Assignee to consider next steps.

hannes-ucsc commented 7 months ago

This race is rare so a fix might be difficult to verify. To increase the probability of the race, a drop! commit should be added, containing a time.sleep() call between the creation of the manifest object and the application tags to it. The integration_test.IndexingIntegrationTest._test_manifest test case already covers multiple concurrent requests to the same manifest, and should fail in the presence of that sleep.

dsotirho-ucsc commented 7 months ago

Spike to perform above experiment.

achave11-ucsc commented 7 months ago

The integration_test.IndexingIntegrationTest._test_manifest test case already covers multiple concurrent requests to the same manifest, and should fail in the presence of that sleep.

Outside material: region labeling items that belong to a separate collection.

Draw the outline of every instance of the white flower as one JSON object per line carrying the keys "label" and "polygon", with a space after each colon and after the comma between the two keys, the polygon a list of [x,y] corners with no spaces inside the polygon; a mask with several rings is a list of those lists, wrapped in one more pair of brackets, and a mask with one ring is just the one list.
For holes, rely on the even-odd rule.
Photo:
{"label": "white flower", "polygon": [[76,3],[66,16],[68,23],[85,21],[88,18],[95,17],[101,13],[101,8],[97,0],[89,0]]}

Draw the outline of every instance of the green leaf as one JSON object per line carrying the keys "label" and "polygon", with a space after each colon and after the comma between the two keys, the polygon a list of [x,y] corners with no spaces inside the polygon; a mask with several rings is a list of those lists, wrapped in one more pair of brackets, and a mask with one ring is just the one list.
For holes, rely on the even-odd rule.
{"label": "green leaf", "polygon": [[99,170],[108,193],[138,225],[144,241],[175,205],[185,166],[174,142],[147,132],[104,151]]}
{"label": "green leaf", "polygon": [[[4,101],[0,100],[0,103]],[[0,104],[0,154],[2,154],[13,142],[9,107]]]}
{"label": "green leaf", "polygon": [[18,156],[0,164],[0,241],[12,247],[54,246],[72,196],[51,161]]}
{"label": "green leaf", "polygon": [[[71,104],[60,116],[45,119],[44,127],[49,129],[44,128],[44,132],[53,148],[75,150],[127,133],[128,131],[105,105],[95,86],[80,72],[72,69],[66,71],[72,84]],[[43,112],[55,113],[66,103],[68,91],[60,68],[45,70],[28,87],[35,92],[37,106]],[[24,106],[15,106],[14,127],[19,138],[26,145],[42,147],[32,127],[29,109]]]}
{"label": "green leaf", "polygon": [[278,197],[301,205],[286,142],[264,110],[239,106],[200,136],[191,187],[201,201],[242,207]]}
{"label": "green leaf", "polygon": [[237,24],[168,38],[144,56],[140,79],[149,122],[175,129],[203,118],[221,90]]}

@hannes-ucsc: "That's not actually the case because all concurrent requests are made at the same time, observe the object to be missing and get a token presenting the ongoing step function execution. The race is observed when one thread starts the generation and the second thread, a little latter observes the manifest object to exists but not yet tagged. This requires that the initial request made by the two threads is staggered and not at the same time. Assignee to create a dedicated IT test method for this purpose."

achave11-ucsc commented 7 months ago

This new integration test that reproduces the race conditions for the paged manifest generators, in addition to the drop! commit make the test fail as expected when the manifest requested is available but not yet tagged.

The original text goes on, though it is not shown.